Buff-Tailed Bumblebee nests can be found in the hedgerows. The bees may be seen coming and going through a hole in the ground. The nest will be hard to see as bees are very private individuals but if you listen carefully you may hear them buzzing away quite happily. Sometimes the Queen may decide to occupy an old abandoned mouse nest as these are usually warm and well insulated. She may also nest underneath sheds, decking, in compost bags, in hedge clippings or even in attics or under floor boards. You could move a nest if it was causing you problems but it may not fully recover therefore leave it alone if it is doing you no harm. Like all bumblebees, they need to be greatly provoked before they sting.
As bees are becoming victim to an ever changing world that threatens their habitat you can do your bit to help them survive. Plant suitable flowers in your garden, window boxes, containers or even along the hedgerow. Provide a nest box, these are now becoming increasingly available in any good garden centre or make your own, they are very easy and you can Google plans. Remember they are a gardener’s friend and we need bees to pollinate our plants.
There is a superstition that if a bumblebee buzzes at the window it is a sign of a coming visitor.
A servant girl was standing at the kitchen window, in flew a bumblebee ‘Oh!’ she said, ‘a visitor is coming! Has the bee got a red tail or white? Red for a man and white for a lady’.
Irish folklore tells us how easily the bees take offence and this will cause them to cease producing honey, desert their hives and die. You must treat them as you would a member of your own family. They must be told all the news, in particular births, deaths and marriages. In the event of a death their hive must be adorned with a black cloth or ribbon and they must be given their share of the funeral food. You may then hear them gently hum in contentment and they will stay with you.
Other beliefs were that if the bees heard you quarrelling or swearing they would leave so you must talk to them in a gentle manner. They cannot tolerate the presence of a woman of loose morals or one that was menstruating but would sting her and drive her away (sounds like Christian influence here). You must never buy bees with normal money, only with gold coin although you may obtain them through gift, loan or barter.
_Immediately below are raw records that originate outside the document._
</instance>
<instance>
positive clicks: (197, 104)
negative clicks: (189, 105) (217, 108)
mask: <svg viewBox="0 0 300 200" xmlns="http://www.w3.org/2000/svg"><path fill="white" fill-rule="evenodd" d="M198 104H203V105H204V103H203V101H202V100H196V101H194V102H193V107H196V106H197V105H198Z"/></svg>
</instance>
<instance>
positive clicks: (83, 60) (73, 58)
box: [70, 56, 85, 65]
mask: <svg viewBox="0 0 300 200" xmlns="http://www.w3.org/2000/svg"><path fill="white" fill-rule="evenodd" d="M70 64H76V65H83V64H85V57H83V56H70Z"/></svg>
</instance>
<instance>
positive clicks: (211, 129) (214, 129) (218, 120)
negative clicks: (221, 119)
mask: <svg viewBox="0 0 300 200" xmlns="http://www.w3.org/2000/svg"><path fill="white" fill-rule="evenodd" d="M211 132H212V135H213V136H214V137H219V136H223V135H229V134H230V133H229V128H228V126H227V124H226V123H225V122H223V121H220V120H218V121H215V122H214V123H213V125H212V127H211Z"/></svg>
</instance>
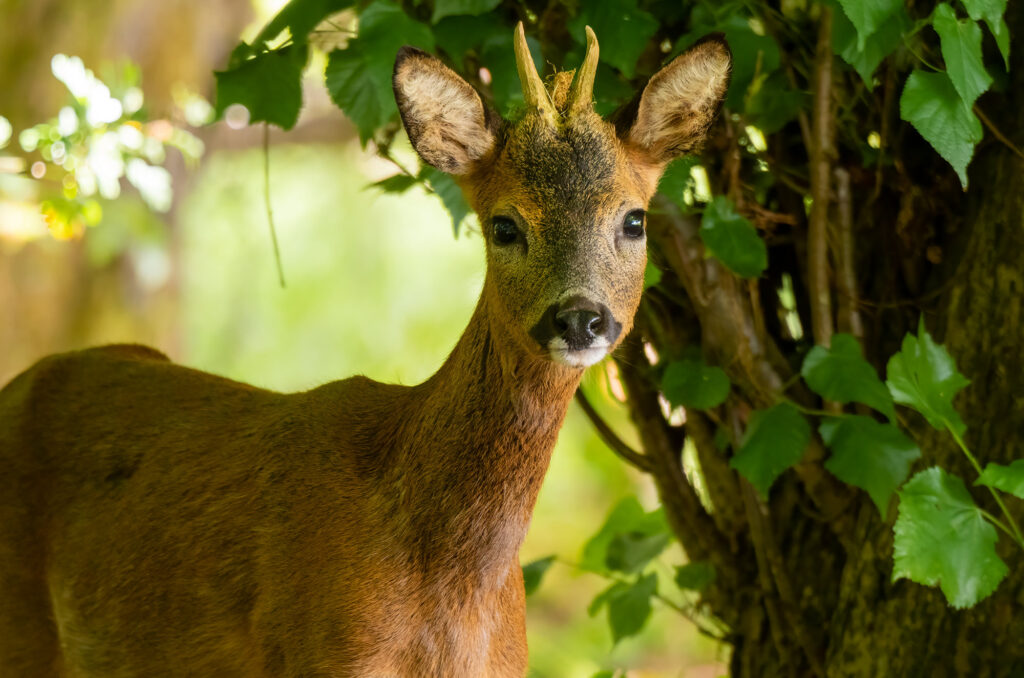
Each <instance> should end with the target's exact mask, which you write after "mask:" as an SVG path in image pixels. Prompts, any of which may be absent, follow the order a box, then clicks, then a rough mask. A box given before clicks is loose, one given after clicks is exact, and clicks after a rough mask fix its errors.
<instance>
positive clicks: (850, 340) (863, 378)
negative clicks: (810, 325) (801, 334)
mask: <svg viewBox="0 0 1024 678" xmlns="http://www.w3.org/2000/svg"><path fill="white" fill-rule="evenodd" d="M800 374H801V375H802V376H803V377H804V380H805V381H807V385H808V386H810V387H811V389H812V390H813V391H814V392H815V393H817V394H818V395H820V396H821V397H823V398H825V399H828V400H836V401H838V402H851V401H852V402H862V404H863V405H866V406H867V407H869V408H874V409H876V410H878V411H879V412H881V413H882V414H884V415H886V416H887V417H889V419H890V420H892V419H893V417H895V416H896V410H895V408H894V407H893V396H892V394H891V393H890V392H889V389H887V388H886V385H885V384H883V383H882V380H881V379H879V375H878V374H877V373H876V372H874V368H873V367H871V365H870V364H869V363H868V362H867V361H865V359H864V358H863V356H862V355H861V353H860V343H858V342H857V340H856V339H854V338H853V337H852V336H851V335H849V334H837V335H834V336H833V338H831V348H825V347H824V346H815V347H814V348H812V349H811V350H810V351H809V352H808V353H807V357H805V358H804V367H803V368H801V370H800Z"/></svg>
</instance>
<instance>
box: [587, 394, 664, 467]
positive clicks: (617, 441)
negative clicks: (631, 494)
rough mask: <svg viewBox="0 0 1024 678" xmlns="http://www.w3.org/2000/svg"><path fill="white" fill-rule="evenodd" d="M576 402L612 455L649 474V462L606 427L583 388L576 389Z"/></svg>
mask: <svg viewBox="0 0 1024 678" xmlns="http://www.w3.org/2000/svg"><path fill="white" fill-rule="evenodd" d="M577 402H579V404H580V408H581V409H583V411H584V414H586V415H587V418H588V419H590V422H591V423H592V424H593V425H594V428H595V429H596V430H597V434H598V435H600V436H601V439H602V440H604V444H606V446H608V448H609V449H610V450H611V451H612V452H613V453H615V454H616V455H618V456H620V457H621V458H622V459H623V460H625V461H626V462H628V463H629V464H632V465H633V466H635V467H637V468H638V469H640V470H641V471H644V472H645V473H650V461H649V460H648V459H647V458H646V457H644V455H643V454H641V453H639V452H637V451H636V450H634V449H633V448H631V447H630V446H628V444H626V442H625V441H624V440H623V439H622V438H621V437H618V435H617V434H616V433H615V432H614V431H613V430H611V427H610V426H608V424H607V422H605V421H604V419H602V418H601V415H599V414H597V410H595V409H594V406H592V405H591V404H590V400H588V399H587V395H586V394H585V393H584V392H583V388H578V389H577Z"/></svg>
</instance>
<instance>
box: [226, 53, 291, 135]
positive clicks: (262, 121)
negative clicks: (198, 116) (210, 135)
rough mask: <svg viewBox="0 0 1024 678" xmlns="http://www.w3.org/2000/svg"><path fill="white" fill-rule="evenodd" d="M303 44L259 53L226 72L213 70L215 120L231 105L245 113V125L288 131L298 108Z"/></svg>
mask: <svg viewBox="0 0 1024 678" xmlns="http://www.w3.org/2000/svg"><path fill="white" fill-rule="evenodd" d="M306 55H307V48H306V46H305V45H291V46H289V47H285V48H283V49H278V50H274V51H269V52H262V53H260V54H257V55H256V56H255V57H253V58H251V59H248V60H244V61H241V63H239V65H238V66H237V67H234V68H232V69H228V70H227V71H217V72H215V73H214V74H213V75H214V76H215V77H216V79H217V104H216V107H215V108H216V112H217V117H218V118H219V117H220V116H221V115H223V113H224V110H225V109H227V107H229V105H231V104H232V103H241V104H242V105H244V107H245V108H246V109H247V110H248V111H249V124H250V125H252V124H255V123H258V122H267V123H271V124H273V125H276V126H278V127H281V128H282V129H292V128H293V127H295V123H296V122H297V121H298V119H299V110H300V109H302V69H303V68H305V65H306Z"/></svg>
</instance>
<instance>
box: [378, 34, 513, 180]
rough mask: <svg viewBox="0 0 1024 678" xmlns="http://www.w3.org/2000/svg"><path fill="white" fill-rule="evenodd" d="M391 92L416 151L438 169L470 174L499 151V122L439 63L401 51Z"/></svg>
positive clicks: (457, 76) (470, 91) (404, 47)
mask: <svg viewBox="0 0 1024 678" xmlns="http://www.w3.org/2000/svg"><path fill="white" fill-rule="evenodd" d="M392 86H393V87H394V98H395V101H397V103H398V112H399V113H400V114H401V122H402V124H403V125H404V126H406V131H407V132H408V133H409V139H410V141H412V142H413V147H414V149H416V152H417V153H418V154H420V157H421V158H423V160H425V161H426V162H428V163H430V164H431V165H433V166H434V167H436V168H437V169H439V170H441V171H442V172H447V173H449V174H455V175H461V174H468V173H469V172H470V171H471V170H472V169H473V167H474V165H475V164H476V163H477V162H478V161H479V160H480V159H481V158H483V157H484V156H486V155H487V153H489V152H490V150H492V149H493V147H494V145H495V134H494V131H493V127H494V125H492V121H493V120H494V118H493V116H492V115H489V114H488V112H487V111H486V109H485V108H484V105H483V100H482V99H481V98H480V95H479V94H478V93H477V92H476V90H475V89H473V88H472V86H470V84H469V83H467V82H466V81H465V80H463V79H462V78H460V77H459V75H458V74H456V73H455V71H453V70H452V69H450V68H447V67H446V66H444V65H443V63H441V62H440V60H439V59H438V58H436V57H434V56H431V55H430V54H427V53H426V52H423V51H420V50H419V49H415V48H413V47H402V48H401V49H400V50H399V51H398V56H397V57H396V58H395V61H394V76H393V78H392Z"/></svg>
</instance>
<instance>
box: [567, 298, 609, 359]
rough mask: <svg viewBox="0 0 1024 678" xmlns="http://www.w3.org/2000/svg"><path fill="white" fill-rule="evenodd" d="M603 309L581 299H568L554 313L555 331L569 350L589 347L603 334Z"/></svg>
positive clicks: (601, 307)
mask: <svg viewBox="0 0 1024 678" xmlns="http://www.w3.org/2000/svg"><path fill="white" fill-rule="evenodd" d="M606 325H607V323H606V322H605V317H604V308H602V307H601V306H598V305H597V304H595V303H593V302H592V301H589V300H588V299H584V298H582V297H570V298H568V299H566V300H565V301H563V302H562V303H561V304H559V308H558V310H557V311H555V331H556V333H557V334H558V336H560V337H562V338H563V339H564V340H565V343H566V344H567V345H568V348H569V349H570V350H580V349H581V348H587V347H588V346H590V345H591V344H592V343H593V342H594V339H596V338H597V337H598V336H600V335H601V334H603V333H604V331H605V327H606Z"/></svg>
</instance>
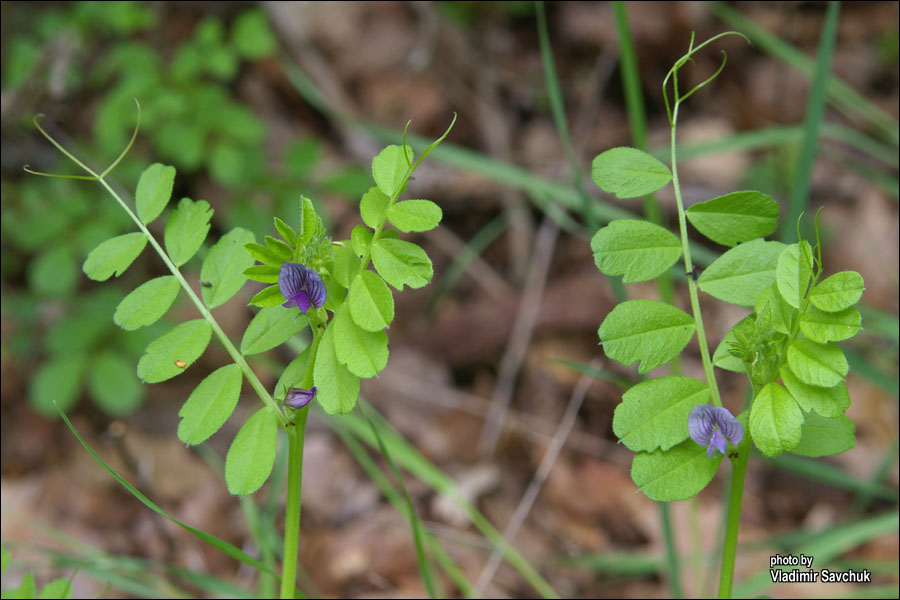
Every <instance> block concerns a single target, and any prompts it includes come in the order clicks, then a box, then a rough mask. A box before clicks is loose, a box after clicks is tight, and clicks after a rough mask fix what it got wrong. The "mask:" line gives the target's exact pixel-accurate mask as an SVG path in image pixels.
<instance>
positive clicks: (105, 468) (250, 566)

It was also believed that if a single bee entered your house it was a sign of good luck on the way, usually in the form of wealth.
When bees swarmed, it was the women and children of the household that had to follow them, making a noise with pots and pans. This was supposed to make them settle or maybe it was really just to warn people to get out of the way? It was accepted that in these circumstances you could follow them onto someone else’s land without being accused of trespassing.
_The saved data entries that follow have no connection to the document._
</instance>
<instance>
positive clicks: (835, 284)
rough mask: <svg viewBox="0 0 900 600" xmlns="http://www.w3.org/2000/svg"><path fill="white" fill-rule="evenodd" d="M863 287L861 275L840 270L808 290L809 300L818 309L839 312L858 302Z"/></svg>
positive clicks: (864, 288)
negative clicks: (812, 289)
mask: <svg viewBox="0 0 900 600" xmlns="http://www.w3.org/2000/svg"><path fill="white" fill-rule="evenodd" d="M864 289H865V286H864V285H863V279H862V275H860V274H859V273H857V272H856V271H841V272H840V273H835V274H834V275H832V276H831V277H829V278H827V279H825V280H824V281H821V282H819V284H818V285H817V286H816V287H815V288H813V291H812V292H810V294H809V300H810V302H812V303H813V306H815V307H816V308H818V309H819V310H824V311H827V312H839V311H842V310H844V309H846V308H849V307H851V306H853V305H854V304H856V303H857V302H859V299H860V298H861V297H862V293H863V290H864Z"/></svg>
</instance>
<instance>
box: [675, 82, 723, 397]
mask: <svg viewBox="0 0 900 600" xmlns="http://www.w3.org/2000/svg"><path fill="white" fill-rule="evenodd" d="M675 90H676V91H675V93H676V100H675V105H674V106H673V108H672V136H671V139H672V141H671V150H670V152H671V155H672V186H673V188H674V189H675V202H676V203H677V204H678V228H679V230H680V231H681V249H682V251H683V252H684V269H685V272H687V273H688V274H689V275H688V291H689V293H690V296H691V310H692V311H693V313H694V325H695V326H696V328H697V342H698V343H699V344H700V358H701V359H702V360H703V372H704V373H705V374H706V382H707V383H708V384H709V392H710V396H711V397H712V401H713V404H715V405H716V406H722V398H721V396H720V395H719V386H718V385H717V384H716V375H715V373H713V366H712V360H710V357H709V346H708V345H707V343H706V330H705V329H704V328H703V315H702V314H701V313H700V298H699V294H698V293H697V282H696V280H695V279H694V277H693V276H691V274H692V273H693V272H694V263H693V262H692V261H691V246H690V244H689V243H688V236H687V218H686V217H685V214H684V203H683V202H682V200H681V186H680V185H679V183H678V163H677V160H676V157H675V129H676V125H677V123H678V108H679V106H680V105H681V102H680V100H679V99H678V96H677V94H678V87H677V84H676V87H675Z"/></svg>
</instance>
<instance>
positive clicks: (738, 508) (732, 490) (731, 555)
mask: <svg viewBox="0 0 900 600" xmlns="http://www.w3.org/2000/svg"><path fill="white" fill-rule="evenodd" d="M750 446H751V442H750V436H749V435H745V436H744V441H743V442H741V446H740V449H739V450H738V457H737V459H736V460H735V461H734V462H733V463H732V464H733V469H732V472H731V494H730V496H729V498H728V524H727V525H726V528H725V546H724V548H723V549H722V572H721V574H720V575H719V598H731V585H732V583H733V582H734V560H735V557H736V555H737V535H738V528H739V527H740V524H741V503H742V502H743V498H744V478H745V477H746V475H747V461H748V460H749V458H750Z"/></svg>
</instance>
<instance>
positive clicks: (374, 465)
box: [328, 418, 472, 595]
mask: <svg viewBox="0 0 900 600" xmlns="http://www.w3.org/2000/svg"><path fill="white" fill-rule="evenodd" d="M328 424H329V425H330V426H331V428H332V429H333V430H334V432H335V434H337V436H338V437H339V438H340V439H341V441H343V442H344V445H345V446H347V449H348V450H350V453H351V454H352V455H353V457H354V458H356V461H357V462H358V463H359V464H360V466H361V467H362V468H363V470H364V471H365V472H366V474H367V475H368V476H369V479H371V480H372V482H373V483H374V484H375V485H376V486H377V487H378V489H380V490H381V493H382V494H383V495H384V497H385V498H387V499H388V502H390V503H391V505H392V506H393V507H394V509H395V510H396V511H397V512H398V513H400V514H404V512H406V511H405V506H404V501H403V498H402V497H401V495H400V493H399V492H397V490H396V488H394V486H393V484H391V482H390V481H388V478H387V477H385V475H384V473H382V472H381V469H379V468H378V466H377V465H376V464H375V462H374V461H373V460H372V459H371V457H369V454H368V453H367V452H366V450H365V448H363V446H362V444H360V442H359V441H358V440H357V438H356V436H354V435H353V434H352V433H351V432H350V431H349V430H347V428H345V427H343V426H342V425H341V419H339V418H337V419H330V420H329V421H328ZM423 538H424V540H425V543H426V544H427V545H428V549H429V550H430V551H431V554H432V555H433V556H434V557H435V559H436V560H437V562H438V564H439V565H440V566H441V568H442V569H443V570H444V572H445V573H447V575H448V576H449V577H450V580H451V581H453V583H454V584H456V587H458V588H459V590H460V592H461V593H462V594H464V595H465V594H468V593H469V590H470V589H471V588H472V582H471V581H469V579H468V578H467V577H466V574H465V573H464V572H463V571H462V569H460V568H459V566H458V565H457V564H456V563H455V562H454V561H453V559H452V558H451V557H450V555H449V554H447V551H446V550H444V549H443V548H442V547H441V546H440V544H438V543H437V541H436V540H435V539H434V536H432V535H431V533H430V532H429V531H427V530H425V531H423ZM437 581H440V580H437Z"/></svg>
The law on bees (Brehon Law) was that bees taking nectar from plants growing on your neighbours land were guilty of 'grazing trespass' in the same way a cow or sheep would be if they were on your neighbours land. They could even be accused of 'leaping trespass' in the same way as poultry. The way this law was observed was that a beekeeper was allowed three years of freedom during which time the bees were allowed free reign, on the fourth year the first swarm to issue from the hive had to be given to your neighbour as payment. On the following years other swarms were given in turn to other neighbours, in this way everyone was happy. From all accounts it seemed to work. Another issue the Bechbretha (Law governing bees) was enacted was in the event of stings. As long as you swore you had not retaliated by killing the bee you would be entitled to a meal of honey from the bee keeper. However if the unfortunate person died from a sting then two hives had to be paid in compensation to their family.
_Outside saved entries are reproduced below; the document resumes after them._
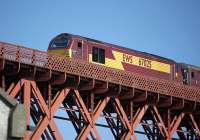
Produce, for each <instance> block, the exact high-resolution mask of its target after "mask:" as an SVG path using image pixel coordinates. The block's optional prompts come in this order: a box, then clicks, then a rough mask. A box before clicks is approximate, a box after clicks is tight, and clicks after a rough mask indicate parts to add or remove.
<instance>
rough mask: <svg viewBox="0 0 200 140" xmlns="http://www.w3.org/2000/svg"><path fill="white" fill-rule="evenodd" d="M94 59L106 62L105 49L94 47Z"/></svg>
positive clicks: (98, 61)
mask: <svg viewBox="0 0 200 140" xmlns="http://www.w3.org/2000/svg"><path fill="white" fill-rule="evenodd" d="M92 61H93V62H97V63H101V64H105V50H104V49H101V48H97V47H93V48H92Z"/></svg>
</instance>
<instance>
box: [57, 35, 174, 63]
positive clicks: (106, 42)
mask: <svg viewBox="0 0 200 140" xmlns="http://www.w3.org/2000/svg"><path fill="white" fill-rule="evenodd" d="M60 35H67V36H71V37H78V38H83V39H86V40H88V41H92V42H95V43H101V44H104V45H110V46H113V47H116V48H119V49H122V50H127V51H134V52H136V53H139V54H142V55H149V56H151V57H154V58H156V59H162V60H165V61H170V62H173V63H175V61H174V60H172V59H169V58H165V57H162V56H159V55H155V54H151V53H147V52H142V51H137V50H134V49H130V48H127V47H123V46H119V45H114V44H111V43H107V42H103V41H99V40H96V39H91V38H88V37H83V36H80V35H73V34H69V33H61V34H60ZM60 35H58V36H60Z"/></svg>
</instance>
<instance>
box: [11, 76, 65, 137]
mask: <svg viewBox="0 0 200 140" xmlns="http://www.w3.org/2000/svg"><path fill="white" fill-rule="evenodd" d="M22 86H24V94H23V97H24V104H25V106H26V111H27V125H30V100H31V91H32V93H33V95H34V97H35V98H36V99H37V101H38V104H39V108H40V109H41V110H42V112H43V114H45V115H44V117H43V118H41V119H40V120H39V123H38V124H37V127H36V129H35V131H34V132H33V133H32V134H26V136H25V138H24V139H32V140H36V139H39V138H40V137H41V135H42V133H43V132H44V130H45V129H46V128H47V126H48V125H49V127H50V128H51V130H52V131H53V135H54V137H55V138H56V139H59V140H62V135H61V134H60V133H59V130H58V128H57V126H56V124H55V122H54V120H53V115H54V114H55V112H56V110H57V109H58V107H59V106H60V104H61V103H62V102H63V100H64V99H65V97H66V96H67V94H68V93H69V89H64V90H62V91H61V92H58V93H57V96H55V98H54V100H53V103H52V104H51V107H50V108H48V106H47V104H46V102H45V101H44V98H43V97H42V94H41V92H40V91H39V89H38V88H37V86H36V83H35V82H34V81H29V80H24V79H22V80H20V81H19V82H18V83H17V84H16V86H14V87H13V89H9V91H10V93H9V94H10V96H11V97H13V98H16V96H17V95H18V93H19V91H20V90H21V88H22Z"/></svg>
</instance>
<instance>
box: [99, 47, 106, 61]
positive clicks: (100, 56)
mask: <svg viewBox="0 0 200 140" xmlns="http://www.w3.org/2000/svg"><path fill="white" fill-rule="evenodd" d="M99 63H102V64H105V50H104V49H99Z"/></svg>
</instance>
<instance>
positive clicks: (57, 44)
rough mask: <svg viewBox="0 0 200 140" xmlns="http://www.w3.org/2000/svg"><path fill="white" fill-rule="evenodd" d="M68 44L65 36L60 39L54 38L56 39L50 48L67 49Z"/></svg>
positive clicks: (53, 42)
mask: <svg viewBox="0 0 200 140" xmlns="http://www.w3.org/2000/svg"><path fill="white" fill-rule="evenodd" d="M68 42H69V40H68V39H67V38H66V37H65V36H62V37H59V38H56V39H55V40H54V41H53V43H52V45H51V47H52V48H61V47H67V45H68Z"/></svg>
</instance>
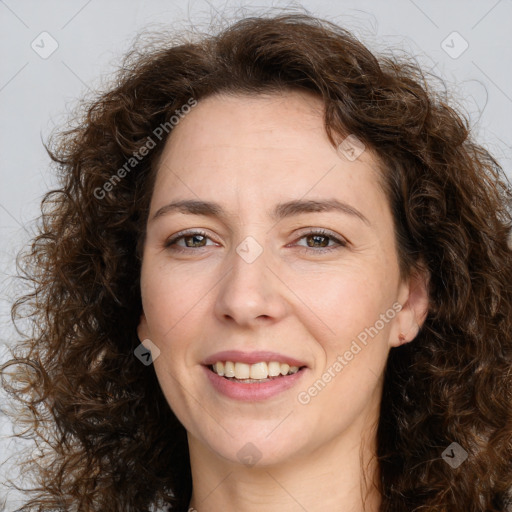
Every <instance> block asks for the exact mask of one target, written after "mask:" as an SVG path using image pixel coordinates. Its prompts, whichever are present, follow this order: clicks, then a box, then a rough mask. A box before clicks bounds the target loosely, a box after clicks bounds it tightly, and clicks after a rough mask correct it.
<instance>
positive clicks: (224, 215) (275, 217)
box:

It was a bad omen if a swarm settled on a dead branch for it meant death for someone in the bee keeper’s family or for the person who witnessed the swarm settling. Popular folklore also suggested that bee stings aide in the relief of arthritis and rheumatism in much the same way as nettle stings and recently bee venom has been revived as a possible treatment for multiple sclerosis.
In Celtic myth, bees were regarded as beings of great wisdom and as spirit messengers between worlds. Honey was treated as a magical substance and used in many rituals. It was made into mead and was considered to have prophetic powers and it may have been this that was called ‘nectar of the gods’. The rivers that lead to the summer lands are said to be rivers of mead.
“Telling the Bees” was extremely important, whether good news or bad or just everyday gossip. As stated earlier you had to tell the bees about a death in the family or the bees would die too. Bad news was given before sunrise of the following day for all to be well. You may even formally invite the bees to attend the funeral or you could turn the beehives round as the coffin was carried out of the house and past the hives. In ancient European folklore, bees were regarded as messengers of the gods and so the custom of “Telling the Bees” may be a throwback to the idea of keeping the gods informed of human affairs.
Trembling, I listened: The summer sun
Had the chill of snow;
For I knew she was telling the bees of one
Gone on the journey we must all go!
And the song she was singing ever since
In my ear sounds on:
‘Stay at home, pretty bees, fly not hence!
Mistress Mary is dead and gone!
Extract from “Telling the Bees” by John Greenleaf Whittier.